シキミは背広の上から腰に触れた。ちゃんとある。銀のナイフだ。武器としての強度はイマイチな銀だが、怪異に対しては特効となる。
「エイコさん、いますか?」
シキミはタバコを咥えたままこんこん、と車のガラスをノックし、彼女が話すたびに口先の赤い蛍じみた光が指揮棒のようにくりくりと揺れた。
この墓地での情報、村長への聞き込み、村の様子。すべてを明智とキクコに共有したシキミは少し心拍数を上げた。恐れているのか怒っているのかは自分でもわからない。

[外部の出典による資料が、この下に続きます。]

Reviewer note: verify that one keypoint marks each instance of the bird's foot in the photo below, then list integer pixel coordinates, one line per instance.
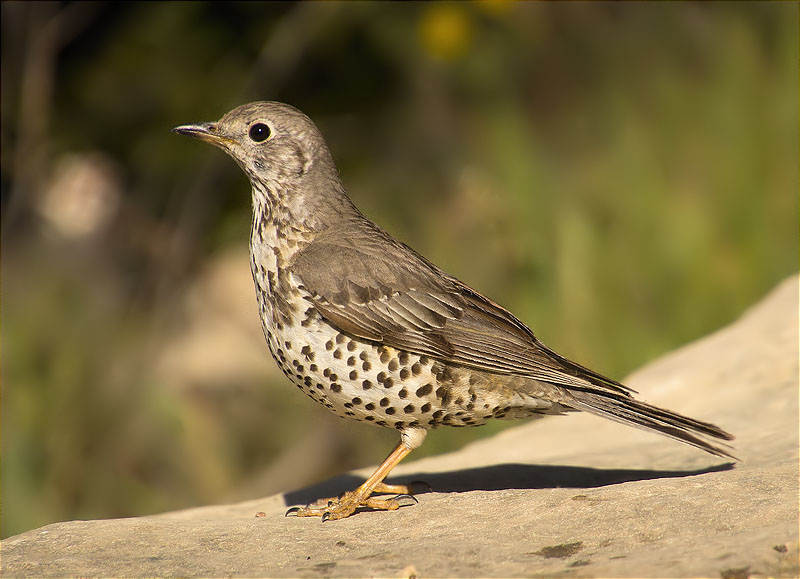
(349, 502)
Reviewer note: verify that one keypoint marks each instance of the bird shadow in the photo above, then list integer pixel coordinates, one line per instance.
(503, 477)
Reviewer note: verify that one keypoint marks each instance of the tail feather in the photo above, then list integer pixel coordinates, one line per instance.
(627, 410)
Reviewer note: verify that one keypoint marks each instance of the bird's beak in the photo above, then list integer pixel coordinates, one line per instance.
(208, 132)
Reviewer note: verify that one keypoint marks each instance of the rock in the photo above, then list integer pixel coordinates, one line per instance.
(571, 496)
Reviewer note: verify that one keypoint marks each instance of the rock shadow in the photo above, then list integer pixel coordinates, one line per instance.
(503, 477)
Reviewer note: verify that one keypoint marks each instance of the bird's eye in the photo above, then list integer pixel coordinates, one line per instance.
(259, 132)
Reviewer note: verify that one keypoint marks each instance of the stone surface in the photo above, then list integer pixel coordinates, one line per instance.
(571, 496)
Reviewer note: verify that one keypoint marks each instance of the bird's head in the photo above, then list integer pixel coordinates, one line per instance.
(279, 148)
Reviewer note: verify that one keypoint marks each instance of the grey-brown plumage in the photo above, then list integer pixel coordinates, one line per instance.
(374, 331)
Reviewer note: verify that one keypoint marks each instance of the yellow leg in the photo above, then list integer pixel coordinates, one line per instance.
(346, 504)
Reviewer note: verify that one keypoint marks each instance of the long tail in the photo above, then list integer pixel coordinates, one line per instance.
(627, 410)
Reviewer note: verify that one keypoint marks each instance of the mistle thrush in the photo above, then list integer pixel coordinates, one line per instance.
(366, 326)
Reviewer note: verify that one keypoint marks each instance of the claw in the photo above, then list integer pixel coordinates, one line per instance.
(401, 498)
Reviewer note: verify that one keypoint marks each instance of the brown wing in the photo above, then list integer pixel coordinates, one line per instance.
(387, 293)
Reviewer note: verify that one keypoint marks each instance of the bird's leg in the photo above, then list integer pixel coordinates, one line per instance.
(346, 504)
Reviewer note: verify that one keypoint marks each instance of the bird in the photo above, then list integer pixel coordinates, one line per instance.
(375, 332)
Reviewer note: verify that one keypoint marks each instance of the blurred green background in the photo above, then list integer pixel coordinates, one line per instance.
(622, 176)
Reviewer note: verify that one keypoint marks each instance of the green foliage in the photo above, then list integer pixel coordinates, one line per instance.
(621, 176)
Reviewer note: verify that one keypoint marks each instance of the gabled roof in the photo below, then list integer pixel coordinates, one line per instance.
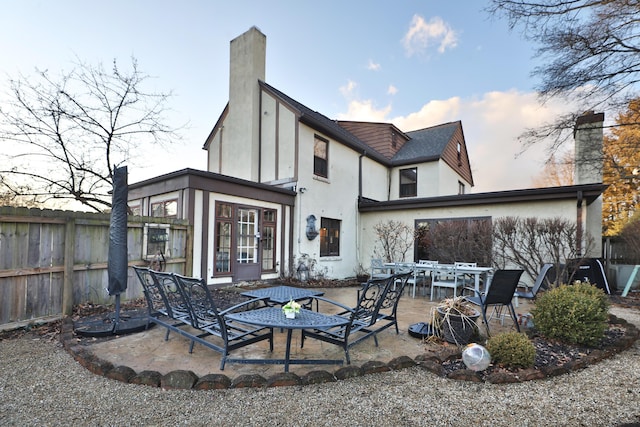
(324, 124)
(385, 138)
(428, 143)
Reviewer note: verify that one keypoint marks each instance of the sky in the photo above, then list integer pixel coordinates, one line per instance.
(412, 63)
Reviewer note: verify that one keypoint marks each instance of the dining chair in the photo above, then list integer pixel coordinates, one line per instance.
(500, 294)
(445, 276)
(422, 275)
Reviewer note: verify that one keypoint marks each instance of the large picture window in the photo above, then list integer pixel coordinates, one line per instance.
(156, 240)
(409, 182)
(329, 237)
(320, 157)
(165, 209)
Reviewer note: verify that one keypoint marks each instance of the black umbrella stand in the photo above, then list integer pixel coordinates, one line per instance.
(116, 323)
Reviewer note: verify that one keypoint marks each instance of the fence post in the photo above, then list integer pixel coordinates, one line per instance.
(69, 261)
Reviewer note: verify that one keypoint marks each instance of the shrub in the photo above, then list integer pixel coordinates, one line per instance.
(575, 314)
(512, 350)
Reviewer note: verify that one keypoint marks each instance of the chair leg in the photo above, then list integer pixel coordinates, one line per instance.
(514, 317)
(486, 321)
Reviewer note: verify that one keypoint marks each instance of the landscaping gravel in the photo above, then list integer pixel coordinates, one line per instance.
(40, 384)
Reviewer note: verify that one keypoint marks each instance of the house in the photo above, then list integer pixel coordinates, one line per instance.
(287, 185)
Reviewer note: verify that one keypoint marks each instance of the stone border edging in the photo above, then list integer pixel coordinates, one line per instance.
(431, 361)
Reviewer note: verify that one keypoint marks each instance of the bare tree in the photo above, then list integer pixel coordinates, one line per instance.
(589, 51)
(448, 241)
(395, 238)
(528, 243)
(63, 136)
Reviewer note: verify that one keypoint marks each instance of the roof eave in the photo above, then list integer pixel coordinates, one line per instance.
(588, 192)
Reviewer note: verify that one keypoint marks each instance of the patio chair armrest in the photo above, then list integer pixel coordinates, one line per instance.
(242, 304)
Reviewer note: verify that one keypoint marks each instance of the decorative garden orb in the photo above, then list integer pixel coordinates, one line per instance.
(476, 357)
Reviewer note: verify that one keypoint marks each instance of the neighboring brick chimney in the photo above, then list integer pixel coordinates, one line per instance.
(588, 137)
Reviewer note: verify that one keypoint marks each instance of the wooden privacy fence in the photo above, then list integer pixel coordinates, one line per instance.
(51, 260)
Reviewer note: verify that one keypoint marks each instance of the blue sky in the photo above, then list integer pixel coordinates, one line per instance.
(413, 63)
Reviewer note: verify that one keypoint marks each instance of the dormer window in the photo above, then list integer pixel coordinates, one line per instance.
(320, 157)
(409, 182)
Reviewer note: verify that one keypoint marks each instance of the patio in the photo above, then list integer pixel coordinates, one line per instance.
(148, 351)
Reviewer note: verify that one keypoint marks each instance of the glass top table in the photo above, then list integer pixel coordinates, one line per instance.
(273, 317)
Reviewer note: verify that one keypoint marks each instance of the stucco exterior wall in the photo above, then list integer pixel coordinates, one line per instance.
(375, 180)
(334, 197)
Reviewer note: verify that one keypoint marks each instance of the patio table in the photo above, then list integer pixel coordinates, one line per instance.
(273, 317)
(283, 294)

「そこにいてください。もう少し、わたしは聞き込みをします」
〇
明智は落ちていた手ごろな木の枝を拾い、パキパキと余分な枝を折った。
「キクコさん、お願いします」
ぼうっとキクコがやや後ろから明智の背中を照らすと、逆光によって歪な影は確かに鉤爪の怪人のシルエットをとっていた。キクコと明智が退治したフックマンの容姿とは異なるものだが、「フックマンは鉤爪の怪人である」ということしか知らないものは、明智をフックマンと誤認するだろう。

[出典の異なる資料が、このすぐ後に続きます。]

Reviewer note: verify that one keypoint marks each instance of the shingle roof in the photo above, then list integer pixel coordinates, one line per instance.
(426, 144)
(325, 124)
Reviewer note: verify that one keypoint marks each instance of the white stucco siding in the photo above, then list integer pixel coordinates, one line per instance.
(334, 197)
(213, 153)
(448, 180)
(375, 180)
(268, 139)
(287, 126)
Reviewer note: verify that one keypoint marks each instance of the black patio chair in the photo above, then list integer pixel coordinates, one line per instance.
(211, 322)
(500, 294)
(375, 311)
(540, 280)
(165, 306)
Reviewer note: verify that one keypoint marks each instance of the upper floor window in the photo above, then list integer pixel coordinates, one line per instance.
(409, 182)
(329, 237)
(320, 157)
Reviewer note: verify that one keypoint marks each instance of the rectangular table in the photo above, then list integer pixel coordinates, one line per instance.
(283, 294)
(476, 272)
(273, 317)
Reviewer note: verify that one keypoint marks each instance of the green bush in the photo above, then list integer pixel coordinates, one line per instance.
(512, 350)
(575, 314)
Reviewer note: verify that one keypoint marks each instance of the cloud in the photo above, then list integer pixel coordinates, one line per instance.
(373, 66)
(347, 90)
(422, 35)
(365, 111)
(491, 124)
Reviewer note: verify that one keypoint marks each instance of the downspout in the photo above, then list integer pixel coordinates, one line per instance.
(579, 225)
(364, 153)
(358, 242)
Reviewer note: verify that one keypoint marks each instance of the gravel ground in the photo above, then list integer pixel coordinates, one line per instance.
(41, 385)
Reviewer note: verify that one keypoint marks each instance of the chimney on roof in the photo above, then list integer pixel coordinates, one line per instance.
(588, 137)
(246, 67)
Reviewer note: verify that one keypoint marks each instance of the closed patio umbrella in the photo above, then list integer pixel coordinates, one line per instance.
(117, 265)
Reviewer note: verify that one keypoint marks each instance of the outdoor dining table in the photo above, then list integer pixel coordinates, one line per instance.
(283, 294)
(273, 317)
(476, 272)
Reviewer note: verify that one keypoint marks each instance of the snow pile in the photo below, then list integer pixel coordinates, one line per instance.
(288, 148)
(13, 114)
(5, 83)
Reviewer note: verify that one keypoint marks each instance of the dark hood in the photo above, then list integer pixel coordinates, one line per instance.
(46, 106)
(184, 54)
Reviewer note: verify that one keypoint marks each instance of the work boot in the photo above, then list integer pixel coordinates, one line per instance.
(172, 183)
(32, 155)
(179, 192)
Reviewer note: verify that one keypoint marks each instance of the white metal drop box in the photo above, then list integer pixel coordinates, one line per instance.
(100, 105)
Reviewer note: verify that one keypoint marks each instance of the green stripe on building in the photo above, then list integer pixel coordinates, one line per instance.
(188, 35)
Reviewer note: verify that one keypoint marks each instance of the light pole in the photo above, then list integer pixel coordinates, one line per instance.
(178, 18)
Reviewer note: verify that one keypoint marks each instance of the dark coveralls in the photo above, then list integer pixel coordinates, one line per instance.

「これでよいか。では、車を探そう。……少々、長い話になるが聞いてくれ。今の私たちの状況に合致している」
「はい」
「私は呪いの正体について考えていた。……例えば、フックマンとは何なのかと。そうだな……。我々がはじめて共に行動した時に関わったキョンシーは道士の技術、ゾンビはサイエンス、吸血鬼は生まれつきにそういう生物であり、出生の謎は明らかになっている。彼らは物理的肉体を持ち、概念ではなく物質としてそこに存在していた。だから怪殴丸で撃てば、先程のフックマンのように霧消せずに肉体が弾けて死ぬ。当然君もだ」
「そのフックマンには正体があるということですか?」
「わたしの仮説に過ぎないが……。こういった呪いの正体は、“伝承”だ」
「伝承?」
「そうだな。例を出そう。口裂け女だ。口裂け女ははじめは口が裂けた女としての都市伝説だっただろう。だがその情報が伝播するうち、情報の曲解や誇張といった尾ひれがつく。そして現在は時速一〇〇キロで走る、べっこう飴を与えると見逃してくれる、ポマードと三回唱えると逃げるといった情報が追加されていった。インターネットの普及によりそれは速度を増した」
「うぅん」
「わからぬのも仕方がない。私自身も整理はつかぬ。だが、この情報の拡散と肥大化を三つの段階に分けてみよう。最近では聞かなくなったものだが……。古い時代のインターネットでは、台風の日にコロッケを食べるというものがあった」
「何故コロッケを?」
「確かに意味はわからぬな。だがそこから始まった。インターネット掲示板に、台風だからコロッケを食べることにした、という人物が現れた。その情報は一時的にブームとなった。これが第一段階、“ブーム”。やがてそれはお約束となり、台風のニュースをのたびにコロッケに言及するものが増えた。これが第二段階の“ミーム”だ。この台風とコロッケは廃れたが、真偽は不明だが最初にこの情報を発信したものは自分だと主張する者が何人も現れるなど、最初の情報とはかけ離れたところで情報の拡散と肥大が続いている。例えが続いて恐縮だが、Wikipediaが編集者に自制を求めず、個々の主観による情報を書き足し続けていった結果、真偽様々に多種な情報を湛えた存在。それが呪い」
「それとフックマンは関係があるのですか?」
「あると良いのだが……。口裂け女はブーム、ミームを経て、伝承として確立された。ナツメ商会アーカイブにも登録されているだろう。フックマンも同じでは? 最初にカギヤなる人物がフックマンとなった。カギヤの犯行は一晩きりだが、そのキャッチーな姿、そしてシキミさんの睨むとおりに村の介入……。そういった事象によりその情報には尾ひれがつき、フックマンの情報は肥大化した。だがブーム、ミームを超え、四十五年間も毎年犯行を繰り返している時点で既に伝承と化している。……その過程で、フックマンを模して本当に人を殺したものもいるかもしれないな。事実、私はこうやって“フックマン”となったことで、今まさに、フックマンには木の鉤爪を持ったトレンチコートの男、という情報が追加されたわけだ」
「えぇと……」
「フックマンを素因数分解し、どういった情報がフックマンを構成しているかの謎を解く必要があるな」
村だ。明智は確信する。村が何かを隠している。村が意図的に隠ぺいした情報により、フックマンはただの殺人事件ではなく強大な呪いとしてこの土地に君臨している。